All Day Kitchens and Local Kitchens, the latest to join the growing ghost kitchens sector, have a similar mission and a common benefactor. Both aim to serve suburbanites with chef-driven meals. And both are supported by DoorDash CEO Tony Xu, the second-highest-paid CEO in the US.

Additionally, both ghost kitchen operators were created by alums from

Uber Eats
and DoorDash.

Xu’s interest in the businesses is another way to maintain DoorDash’s dominance in delivery, analysts told Insider. While the ghost kitchen model is outside of DoorDash’s core business, backing these operations makes sense for Xu as these startups boost the overall delivery sector.

DoorDash itself has experimented with ghost kitchens in the past, including a handful in the Bay Area that worked with brands like Chick-fil-A. 

A DoorDash spokesperson declined to speak to Xu’s personal investments but did offer a statement on DoorDash’s position: “We’ve seen how new models can help brands grow quickly, and we are excited by the space. We see room for many types of players and look forward to helping merchants find new ways to reach new customers.”  

Investing in ghost kitchens “will only feed growth for the DoorDash online marketplace,” DeAnn Campbell, a retail strategist and senior vice president at consultancy Hoobil8, told Insider. 

Euromonitor food and beverage analyst Michael Schaefer agreed. Investing in ghost kitchens will benefit “the entire delivery value chain” from third-party delivery aggregators, like DoorDash, to ghost kitchen operators.

But why All Day Kitchens and Local Kitchens? 

All Day Kitchens co-founder Ken Chong told Insider that Xu’s investment shows he’s betting on a delivery-focused category that is in “the early innings” of growth. 

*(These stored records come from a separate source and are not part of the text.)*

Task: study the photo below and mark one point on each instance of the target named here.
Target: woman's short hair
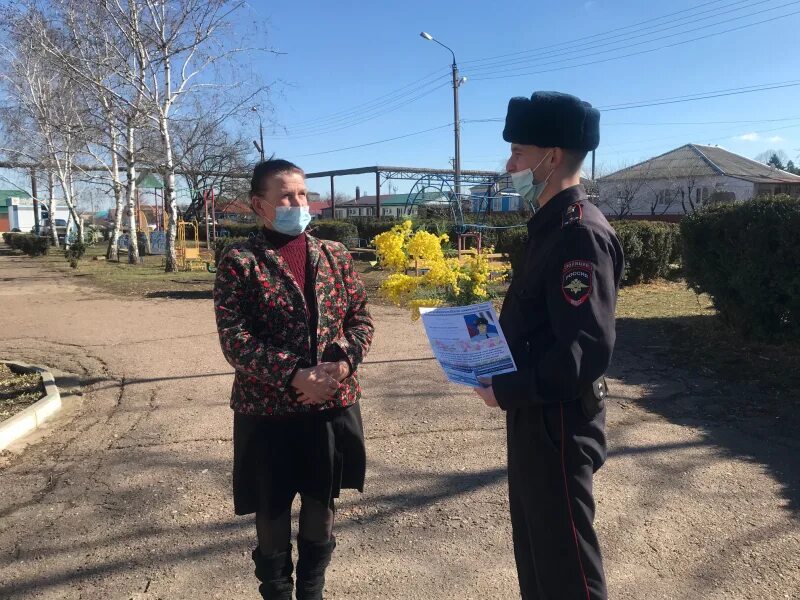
(267, 168)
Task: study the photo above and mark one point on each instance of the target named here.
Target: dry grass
(698, 339)
(120, 278)
(18, 391)
(672, 314)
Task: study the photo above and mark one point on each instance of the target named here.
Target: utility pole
(35, 194)
(457, 81)
(259, 147)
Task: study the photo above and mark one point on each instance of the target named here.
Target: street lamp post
(260, 147)
(456, 119)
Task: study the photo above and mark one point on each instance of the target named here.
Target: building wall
(612, 194)
(344, 212)
(20, 214)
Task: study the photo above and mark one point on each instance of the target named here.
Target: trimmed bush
(74, 253)
(30, 244)
(369, 227)
(337, 231)
(221, 244)
(746, 256)
(231, 228)
(650, 248)
(512, 243)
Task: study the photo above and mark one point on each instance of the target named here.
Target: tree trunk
(170, 204)
(130, 198)
(51, 208)
(113, 243)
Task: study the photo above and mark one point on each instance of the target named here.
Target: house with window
(16, 211)
(686, 179)
(392, 205)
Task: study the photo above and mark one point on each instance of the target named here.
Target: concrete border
(29, 419)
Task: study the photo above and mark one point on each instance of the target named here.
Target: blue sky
(350, 74)
(340, 82)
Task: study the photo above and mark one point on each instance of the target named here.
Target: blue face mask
(291, 220)
(527, 187)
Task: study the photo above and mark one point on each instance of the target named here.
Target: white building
(16, 211)
(688, 178)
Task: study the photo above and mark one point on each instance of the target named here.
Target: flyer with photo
(468, 342)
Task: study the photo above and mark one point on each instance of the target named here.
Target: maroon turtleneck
(294, 250)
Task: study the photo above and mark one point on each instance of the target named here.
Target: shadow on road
(739, 417)
(206, 294)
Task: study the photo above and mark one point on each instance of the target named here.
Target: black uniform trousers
(553, 452)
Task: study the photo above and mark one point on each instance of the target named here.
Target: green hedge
(338, 231)
(220, 244)
(30, 244)
(512, 242)
(746, 257)
(650, 248)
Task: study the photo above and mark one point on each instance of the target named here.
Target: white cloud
(749, 137)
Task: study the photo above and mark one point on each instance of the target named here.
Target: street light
(456, 120)
(260, 147)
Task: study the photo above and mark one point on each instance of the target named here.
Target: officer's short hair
(573, 160)
(266, 169)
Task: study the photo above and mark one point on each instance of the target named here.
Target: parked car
(61, 228)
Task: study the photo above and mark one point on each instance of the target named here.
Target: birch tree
(48, 98)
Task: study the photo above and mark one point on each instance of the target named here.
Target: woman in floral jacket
(293, 321)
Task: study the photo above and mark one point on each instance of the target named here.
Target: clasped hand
(319, 384)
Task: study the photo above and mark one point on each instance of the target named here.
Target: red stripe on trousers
(569, 506)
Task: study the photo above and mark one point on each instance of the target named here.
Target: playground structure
(189, 255)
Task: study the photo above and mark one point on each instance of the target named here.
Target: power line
(702, 96)
(400, 137)
(651, 50)
(583, 50)
(641, 104)
(659, 123)
(364, 106)
(714, 139)
(347, 124)
(585, 38)
(679, 99)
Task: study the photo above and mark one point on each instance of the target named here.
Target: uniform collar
(553, 211)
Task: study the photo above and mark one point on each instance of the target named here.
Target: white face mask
(291, 220)
(527, 187)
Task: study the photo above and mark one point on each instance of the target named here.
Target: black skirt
(316, 455)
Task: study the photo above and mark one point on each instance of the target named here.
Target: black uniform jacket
(558, 314)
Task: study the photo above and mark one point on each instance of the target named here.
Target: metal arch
(427, 182)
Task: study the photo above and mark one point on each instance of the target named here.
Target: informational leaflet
(468, 342)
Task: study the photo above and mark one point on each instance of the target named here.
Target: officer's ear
(558, 159)
(570, 162)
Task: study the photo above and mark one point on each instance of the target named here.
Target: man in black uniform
(558, 318)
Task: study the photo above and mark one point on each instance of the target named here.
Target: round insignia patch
(576, 281)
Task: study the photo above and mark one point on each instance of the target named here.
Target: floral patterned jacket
(264, 327)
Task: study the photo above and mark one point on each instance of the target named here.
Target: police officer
(558, 318)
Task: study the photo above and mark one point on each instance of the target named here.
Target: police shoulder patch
(573, 214)
(576, 281)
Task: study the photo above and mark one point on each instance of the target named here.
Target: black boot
(314, 558)
(275, 574)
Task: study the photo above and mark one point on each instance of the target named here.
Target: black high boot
(275, 574)
(314, 558)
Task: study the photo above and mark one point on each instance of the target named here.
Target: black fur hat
(552, 120)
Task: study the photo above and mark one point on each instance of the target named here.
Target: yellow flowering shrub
(441, 281)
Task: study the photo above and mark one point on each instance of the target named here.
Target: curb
(29, 419)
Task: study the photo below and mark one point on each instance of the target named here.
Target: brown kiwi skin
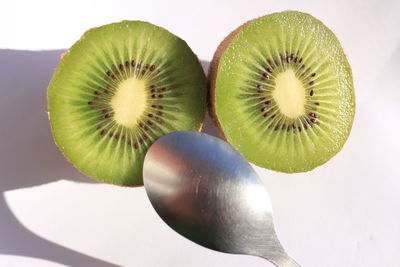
(212, 75)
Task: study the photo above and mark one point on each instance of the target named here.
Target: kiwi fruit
(117, 90)
(281, 92)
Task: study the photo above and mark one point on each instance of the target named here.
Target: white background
(344, 213)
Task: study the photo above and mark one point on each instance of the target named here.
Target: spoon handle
(279, 258)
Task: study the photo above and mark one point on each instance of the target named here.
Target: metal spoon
(206, 191)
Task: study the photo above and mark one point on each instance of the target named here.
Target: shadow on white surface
(28, 155)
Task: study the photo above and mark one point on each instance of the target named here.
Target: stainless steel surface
(206, 191)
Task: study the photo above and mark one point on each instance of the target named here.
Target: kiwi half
(281, 92)
(117, 90)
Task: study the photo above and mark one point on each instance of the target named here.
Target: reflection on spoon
(206, 191)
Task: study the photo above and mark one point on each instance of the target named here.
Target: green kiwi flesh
(117, 90)
(281, 92)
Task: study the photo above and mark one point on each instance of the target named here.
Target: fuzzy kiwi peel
(118, 89)
(281, 92)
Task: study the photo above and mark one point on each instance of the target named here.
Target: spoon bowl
(206, 191)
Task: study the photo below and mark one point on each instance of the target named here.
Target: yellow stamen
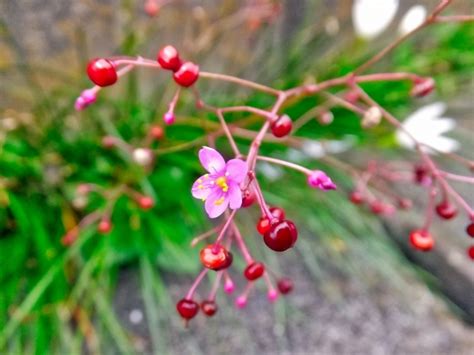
(219, 201)
(222, 183)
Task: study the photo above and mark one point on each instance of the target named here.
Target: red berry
(187, 74)
(104, 226)
(285, 286)
(209, 308)
(470, 230)
(145, 202)
(446, 210)
(263, 225)
(421, 240)
(377, 207)
(405, 203)
(254, 270)
(215, 257)
(282, 236)
(168, 57)
(157, 132)
(102, 72)
(282, 126)
(470, 252)
(356, 197)
(248, 198)
(187, 308)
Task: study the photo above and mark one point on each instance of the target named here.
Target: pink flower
(220, 187)
(319, 180)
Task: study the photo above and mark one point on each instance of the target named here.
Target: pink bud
(319, 180)
(169, 118)
(241, 301)
(229, 286)
(272, 295)
(422, 87)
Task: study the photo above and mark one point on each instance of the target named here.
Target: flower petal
(235, 196)
(202, 187)
(236, 170)
(372, 17)
(211, 160)
(216, 203)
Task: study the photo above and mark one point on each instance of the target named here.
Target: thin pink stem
(241, 244)
(285, 163)
(197, 281)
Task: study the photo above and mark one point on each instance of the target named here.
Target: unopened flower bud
(422, 87)
(372, 117)
(319, 180)
(142, 156)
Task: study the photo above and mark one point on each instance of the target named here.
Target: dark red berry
(285, 286)
(263, 225)
(187, 74)
(282, 126)
(102, 72)
(248, 198)
(215, 257)
(470, 230)
(187, 308)
(421, 240)
(282, 236)
(446, 210)
(254, 270)
(377, 207)
(168, 57)
(356, 197)
(145, 202)
(405, 203)
(470, 252)
(104, 226)
(209, 308)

Third-party delivery companies have led the way by building courier and driver fleets to deliver restaurant meals, and now groceries, said Chong, a former Uber Eats manager who co-founded All Day Kitchens in 2018. 

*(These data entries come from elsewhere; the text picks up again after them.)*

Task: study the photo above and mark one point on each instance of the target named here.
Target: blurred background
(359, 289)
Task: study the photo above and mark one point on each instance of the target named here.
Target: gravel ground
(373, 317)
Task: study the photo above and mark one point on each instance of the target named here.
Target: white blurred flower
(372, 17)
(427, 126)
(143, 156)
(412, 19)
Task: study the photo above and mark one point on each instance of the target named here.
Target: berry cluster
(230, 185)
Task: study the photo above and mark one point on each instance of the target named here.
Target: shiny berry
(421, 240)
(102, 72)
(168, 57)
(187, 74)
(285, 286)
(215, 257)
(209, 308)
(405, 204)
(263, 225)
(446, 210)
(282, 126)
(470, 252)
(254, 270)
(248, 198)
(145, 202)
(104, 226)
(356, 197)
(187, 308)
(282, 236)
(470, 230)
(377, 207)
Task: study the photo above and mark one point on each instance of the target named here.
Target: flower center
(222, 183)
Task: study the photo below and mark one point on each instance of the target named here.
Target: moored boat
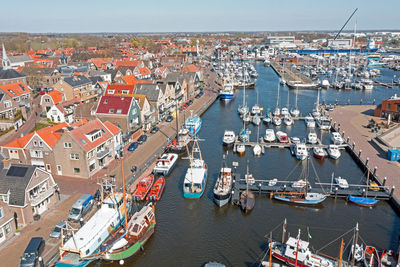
(157, 189)
(165, 164)
(143, 187)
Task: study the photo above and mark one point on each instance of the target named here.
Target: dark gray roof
(16, 179)
(152, 91)
(77, 80)
(96, 79)
(9, 74)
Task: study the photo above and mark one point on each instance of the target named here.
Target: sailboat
(295, 112)
(196, 175)
(247, 198)
(364, 201)
(223, 186)
(301, 197)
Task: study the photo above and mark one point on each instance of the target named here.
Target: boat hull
(133, 249)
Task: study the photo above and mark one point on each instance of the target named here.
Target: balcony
(35, 200)
(103, 153)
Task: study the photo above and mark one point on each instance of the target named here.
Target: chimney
(6, 163)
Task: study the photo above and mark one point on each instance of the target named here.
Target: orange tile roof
(15, 89)
(49, 135)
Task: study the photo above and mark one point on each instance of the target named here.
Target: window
(74, 156)
(8, 228)
(67, 145)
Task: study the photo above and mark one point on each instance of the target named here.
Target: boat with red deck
(157, 189)
(143, 187)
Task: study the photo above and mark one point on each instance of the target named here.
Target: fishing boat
(193, 124)
(309, 121)
(277, 120)
(371, 257)
(282, 137)
(223, 186)
(312, 138)
(301, 151)
(388, 258)
(319, 152)
(302, 197)
(227, 92)
(157, 189)
(240, 149)
(269, 135)
(333, 151)
(341, 182)
(336, 138)
(143, 187)
(84, 245)
(165, 164)
(229, 138)
(129, 240)
(196, 175)
(247, 198)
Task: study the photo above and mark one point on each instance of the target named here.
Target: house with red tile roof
(14, 98)
(122, 111)
(76, 150)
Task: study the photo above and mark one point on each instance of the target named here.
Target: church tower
(5, 60)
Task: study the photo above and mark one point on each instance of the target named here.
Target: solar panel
(17, 171)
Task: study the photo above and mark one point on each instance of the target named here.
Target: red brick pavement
(352, 120)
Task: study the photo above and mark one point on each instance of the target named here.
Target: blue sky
(189, 15)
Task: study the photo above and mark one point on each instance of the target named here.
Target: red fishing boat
(143, 187)
(157, 189)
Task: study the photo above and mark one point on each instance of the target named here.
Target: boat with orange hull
(143, 187)
(157, 189)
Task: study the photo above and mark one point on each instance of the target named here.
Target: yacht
(165, 164)
(229, 138)
(312, 138)
(310, 122)
(301, 151)
(269, 135)
(333, 151)
(336, 138)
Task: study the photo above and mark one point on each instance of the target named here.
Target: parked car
(81, 207)
(32, 252)
(133, 146)
(154, 130)
(142, 139)
(56, 233)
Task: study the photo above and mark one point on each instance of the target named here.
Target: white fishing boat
(282, 137)
(228, 138)
(287, 120)
(312, 138)
(223, 186)
(336, 138)
(333, 151)
(341, 182)
(301, 151)
(309, 121)
(269, 135)
(277, 121)
(165, 164)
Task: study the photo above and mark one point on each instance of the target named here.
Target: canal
(193, 232)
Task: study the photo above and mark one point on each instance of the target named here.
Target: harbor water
(192, 232)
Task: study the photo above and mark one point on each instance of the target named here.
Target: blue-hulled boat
(196, 175)
(363, 201)
(193, 124)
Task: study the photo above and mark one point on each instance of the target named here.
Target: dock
(293, 77)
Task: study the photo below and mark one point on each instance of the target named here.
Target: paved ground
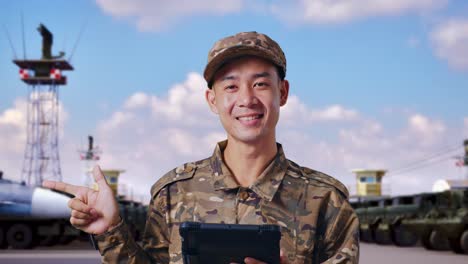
(80, 253)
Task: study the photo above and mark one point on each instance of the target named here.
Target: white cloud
(341, 11)
(13, 128)
(137, 100)
(155, 15)
(413, 42)
(296, 113)
(334, 112)
(450, 41)
(424, 129)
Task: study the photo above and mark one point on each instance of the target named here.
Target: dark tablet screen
(229, 243)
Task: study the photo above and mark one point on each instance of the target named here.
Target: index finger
(61, 186)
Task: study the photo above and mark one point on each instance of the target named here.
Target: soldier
(247, 180)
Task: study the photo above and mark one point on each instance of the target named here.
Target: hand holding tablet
(230, 243)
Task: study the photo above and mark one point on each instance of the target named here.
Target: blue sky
(386, 77)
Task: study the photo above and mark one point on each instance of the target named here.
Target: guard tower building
(369, 182)
(43, 77)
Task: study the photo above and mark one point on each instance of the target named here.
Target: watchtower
(43, 77)
(369, 182)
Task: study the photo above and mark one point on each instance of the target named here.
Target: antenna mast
(43, 77)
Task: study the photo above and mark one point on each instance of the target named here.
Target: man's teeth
(248, 118)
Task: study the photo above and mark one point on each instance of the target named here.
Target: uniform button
(188, 168)
(244, 195)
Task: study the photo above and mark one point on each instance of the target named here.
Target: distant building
(443, 185)
(369, 182)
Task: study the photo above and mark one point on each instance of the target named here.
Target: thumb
(99, 178)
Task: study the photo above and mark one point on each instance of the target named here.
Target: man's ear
(211, 99)
(284, 92)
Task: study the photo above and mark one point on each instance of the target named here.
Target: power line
(426, 159)
(402, 171)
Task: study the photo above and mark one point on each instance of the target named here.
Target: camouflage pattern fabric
(318, 224)
(243, 44)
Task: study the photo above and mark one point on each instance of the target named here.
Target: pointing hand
(94, 212)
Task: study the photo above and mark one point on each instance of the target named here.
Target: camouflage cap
(242, 44)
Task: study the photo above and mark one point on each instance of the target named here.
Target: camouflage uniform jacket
(318, 224)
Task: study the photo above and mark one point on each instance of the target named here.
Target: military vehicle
(438, 220)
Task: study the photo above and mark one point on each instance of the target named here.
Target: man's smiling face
(247, 94)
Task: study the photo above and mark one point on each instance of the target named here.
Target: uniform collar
(266, 184)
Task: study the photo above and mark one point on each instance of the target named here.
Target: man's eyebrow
(261, 74)
(228, 77)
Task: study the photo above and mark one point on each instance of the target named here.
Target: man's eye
(261, 84)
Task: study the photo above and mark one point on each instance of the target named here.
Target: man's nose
(246, 97)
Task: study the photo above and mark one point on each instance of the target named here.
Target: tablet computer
(204, 243)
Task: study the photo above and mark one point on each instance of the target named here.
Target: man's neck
(248, 161)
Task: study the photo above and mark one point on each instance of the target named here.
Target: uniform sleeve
(340, 242)
(118, 245)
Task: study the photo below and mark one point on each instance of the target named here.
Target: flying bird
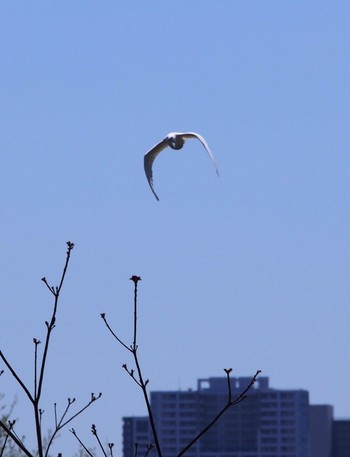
(176, 141)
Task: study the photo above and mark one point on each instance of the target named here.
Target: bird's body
(176, 141)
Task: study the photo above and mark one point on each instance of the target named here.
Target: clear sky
(249, 270)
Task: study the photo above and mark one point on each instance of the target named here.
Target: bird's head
(175, 141)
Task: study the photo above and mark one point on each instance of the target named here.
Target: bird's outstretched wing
(149, 159)
(204, 143)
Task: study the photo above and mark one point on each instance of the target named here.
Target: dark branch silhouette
(137, 377)
(39, 377)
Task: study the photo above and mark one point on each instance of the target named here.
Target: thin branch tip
(135, 278)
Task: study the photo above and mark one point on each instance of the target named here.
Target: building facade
(341, 438)
(268, 423)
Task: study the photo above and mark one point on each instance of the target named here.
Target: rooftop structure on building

Now, everyone in the delivery space “sees how much more innovation has to happen” to drive revenue and be profitable, Chong said. 

“There’s really a sense of innovating together to grow the overall pie,” Chong said.

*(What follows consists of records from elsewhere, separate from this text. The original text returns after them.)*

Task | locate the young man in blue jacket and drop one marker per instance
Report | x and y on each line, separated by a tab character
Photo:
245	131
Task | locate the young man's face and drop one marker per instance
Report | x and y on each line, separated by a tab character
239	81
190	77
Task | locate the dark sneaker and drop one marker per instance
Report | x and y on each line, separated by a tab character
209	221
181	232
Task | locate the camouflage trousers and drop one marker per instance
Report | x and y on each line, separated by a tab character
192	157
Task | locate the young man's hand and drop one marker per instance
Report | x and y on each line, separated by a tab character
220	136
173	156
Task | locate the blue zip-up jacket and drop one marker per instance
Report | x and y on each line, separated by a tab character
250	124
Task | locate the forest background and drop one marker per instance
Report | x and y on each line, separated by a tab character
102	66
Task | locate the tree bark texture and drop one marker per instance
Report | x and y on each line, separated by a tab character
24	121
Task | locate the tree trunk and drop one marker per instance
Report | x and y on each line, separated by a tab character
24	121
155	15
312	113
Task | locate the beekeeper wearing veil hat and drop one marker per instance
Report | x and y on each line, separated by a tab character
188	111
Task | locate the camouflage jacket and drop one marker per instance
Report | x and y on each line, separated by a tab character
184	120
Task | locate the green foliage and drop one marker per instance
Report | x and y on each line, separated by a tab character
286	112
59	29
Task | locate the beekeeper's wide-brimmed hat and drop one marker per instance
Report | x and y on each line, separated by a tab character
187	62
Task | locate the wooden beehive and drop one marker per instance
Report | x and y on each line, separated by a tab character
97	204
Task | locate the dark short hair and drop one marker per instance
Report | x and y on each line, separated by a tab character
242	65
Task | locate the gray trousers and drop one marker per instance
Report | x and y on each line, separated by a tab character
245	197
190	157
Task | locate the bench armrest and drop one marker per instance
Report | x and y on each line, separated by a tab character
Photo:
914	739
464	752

And that pie is projected to be huge. The ghost kitchen segment could reach $1 trillion by 2030, according to Euromonitor. 

That’s prompted a ton of ghost kitchen models like All Day Kitchens and Local Kitchens to emerge in the past two years.

All Day Kitchens operates 10 satellite kitchens in the Bay Area. The company facilitates delivery from popular San Francisco restaurants to customers in the surrounding suburbs. The satellite kitchens also offer pickup. 

“I think micro-fulfillment as a whole is going to be the next decade of online commerce,” Chong said. 

Perhaps Xu does too. 

All Day Kitchens raised $20 million in fall 2020, a round led by Founders Fund with participation from Xu.

In September 2020, Xu became an

angel investor
in Local Kitchens, a hybrid ghost kitchen co-founded by DoorDash alum Jon Goldsmith.

While DoorDash and Uber Eats focus on onboarding big chains with deep pockets, Local Kitchens bills itself as a “digital food hall” for big-city restaurants looking to offer delivery and takeout in the suburbs.

To date, the startup has built food halls in the Bay Area communities of Lafayette, San Jose, and Cupertino, California. Similar to ghost kitchen company Reef Technology, Local Kitchens acts as the restaurant operator. They hire and train cooks to prepare meals from popular San Francisco-area restaurants such as Curry Up Now and Humphry Slocombe ice cream.  

“It’s incredibly easy,” Goldsmith told Insider in a recent interview. “These local chefs just need to give over their menu and their recipes and then they start receiving the royalty income without having to invest anything upfront.”

Goldsmith said he can’t speak to why his old bosses – Xu and DoorDash’s other co-founders Stanley Tang and Andy Fang – are backing his company. 

But one thing is clear: Local Kitchens and DoorDash complement each other along the food delivery chain, he said. “Our vision is that we’re bringing more food to local communities and DoorDash benefits from that and we benefit from that.”